Pour rappel, en 2005, le procureur Castor avait conclu qu’il n’y avait pas assez d’éléments pour inculper Bill Cosby, accusé d’agression sexuelle par Andrea Constand. Néanmoins, dans de nébuleuses négociations pour contraindre Cosby à témoigner au civil, le magistrat a négocié un accord verbal protégeant le producteur du Cosby Show d’une future inculpation au pénal dans la même affaire, assurent ses avocats.

Des années plus tard, Cosby a été inculpé par un autre procureur en 2015 ; douze jours avant l’expiration du délai de prescription. Il a été condamné lors d’un procès en 2018 ; verdict confirmé en appel. Vu que les procureurs se sont appuyés sur le témoignage de Cosby au civil pour le condamner au pénal, la Cour suprême a estimé que les droits constitutionnels de l'ex-acteur avaient été violés. Le procureur à l'origine de l'inculpation de Cosby, Kevin Steele, a regretté une décision « de procédure qui ne change rien aux faits et au crime ». Les autres faits dénoncés étant prescrits, il se pourrait que les ennuis judiciaires de Bill Cosby cessent avec ce coup de théâtre judiciaire.

Fausse polémique

La condamnation de Bill Cosby fût considérée comme la première de l’ère #MeToo ainsi qu'une victoire dans la lutte contre les violences sexuelles faites aux femmes.

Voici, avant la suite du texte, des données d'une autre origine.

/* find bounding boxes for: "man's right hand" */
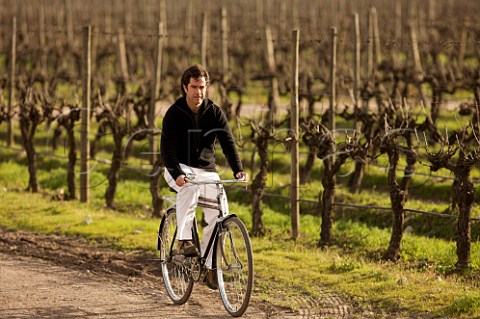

Aujourd'hui, selon plusieurs médias, l'annulation de cette condamnation constitue un camouflet pour le mouvement #MeToo. Or, la Cour suprême de Pennsylvanie ne s'est pas prononcée sur le fond ni sur le fait qu'une soixantaine de femmes accusent Cosby d'agression sexuelle et de viols. Bref, on peut davantage estimer que c'est plutôt l'efficace ténacité procédurière d'avocats - que seul le riche et toujours puissant Cosby peut se payer - qui a sauvé l'acteur-prédateur de la prison...

"Il n’est pas libéré parce qu’il est innocent", a déclaré Lisa Bloom sur Twitter. L'avocate conseille et représente trois femmes qui accusent Cosby de les avoir agressées sexuellement. Celles-ci se sont dit "dégoûtées" par l'étonnante nouvelle. Selon l’avocate Bloom, l’ex-acteur et producteur afro-américain est sorti de prison "parce qu’un procureur lui a promis, il y a des années, qu’il ne serait pas poursuivi".